Как говорят экскурсоводы, посмотрите направо.
Театральная площадь. В бронзе отлита женщина. На ладони ее вытянутой руки сидит голубь – символ мира. Рядом с женщиной застыл ребенок. Злые языки в голодные брежневские годы приписали девочке слова: «Мама, мамочка, наш завтрак улетает!»
В Ростове много странных монументов.
Перед вами памятник Кирову. (Кстати, если КИРОВ прочитать наоборот, получится ВОРИК. Учитывая репутацию Ростова, получается весьма занятная анаграмма.) Многие годы он возвышался напротив изнурительного долгостроя – музыкального театра, указывая рукой на еще имеющиеся отдельные недостатки. Здание возводили десятилетиями. Многие полагали, что театр в форме открытого рояля вообще никогда не достроят. А оптимисты говорили, что, когда строительство наконец-то завершится, Киров резко опустит руку.
Не случилось.
Особое внимание хотелось бы уделить памятнику Семену Михайловичу Буденному на вздыбленном коне, с шашкой наголо. Говорят, сначала никаких яиц не было и в помине. Но, когда Семен Михайлович собственной персоной, при полном параде, в расклешенных усах прибыл на торжественное открытие монумента и не обнаружил у коня яиц, возмущению его не было предела. Ибо под задницей легендарного кавалериста никогда не водилась ни одна кобылица. Что тут делать? Правда жизни в период расцвета соцреализма добралась до самых укромных, самых интимных мест. Торжественно сдернутое в момент открытия памятника полотно пришлось натягивать заново. Под его покровом приделали яйца. Да такие, чтоб уж на этот раз ни у кого и тени сомнений не возникло относительно половой принадлежности скакуна – огромные, монументальные, гиперреалистичные каменные яйца. С такими яйцами в живой природе не обитают. А вдруг случись такая аномалия – впору обращаться к ветеринару. Потому как скакать мешают. Даже стоящие по обе стороны от коня матрос с красногвардейцем не в состоянии своими мощными фигурами заслонить лошадиные гениталии. Они до такой степени, что называется, перетягивают на себя одеяло, приковывают внимание, завораживают и уже не отпускают ваш взгляд, что заслоняют собой всю скульптурную композицию. Все делается как бы не резким, а в фокусе получаются одни лишь яйца. Зато Семен Михайлович, говорят, остался доволен.

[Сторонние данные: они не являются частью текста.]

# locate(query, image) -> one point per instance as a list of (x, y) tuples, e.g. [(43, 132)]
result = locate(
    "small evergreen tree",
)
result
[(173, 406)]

С тех пор ни одно поколение ростовчан назначало встречи, приглашало на свидания, томилось в ожидании возлюбленных здесь, у памятника – «под яйцами».
Как-то оказавшись неподалеку от памятника Юрию Долгорукому в Москве на Тверской, я специально подошел поближе. Из чистого любопытства. Как и предполагалось: вторичность первичных половых признаков очевидна. Наудачу скульпторам Юрий Долгорукий по уважительной причине не смог присутствовать на открытии монумента в его честь и внести необходимые коррективы.
А вот статуя Пегаса во дворе ростовского Союза писателей и вовсе без яиц. Хотя, будь у нее такие яйца, как у буденновского скакуна, не знаю, как насчет вдохновения, но крылья бы не пригодились точно.
Как-то я в очередной раз прилетел из Москвы в Ростов. Мама сказала:
– Лолка прислала тебе из Америки золотой магендовид, а мы подарим тебе цепочку.
Я говорю:
– Какая-то она новорусская, хоть и с магендовидом.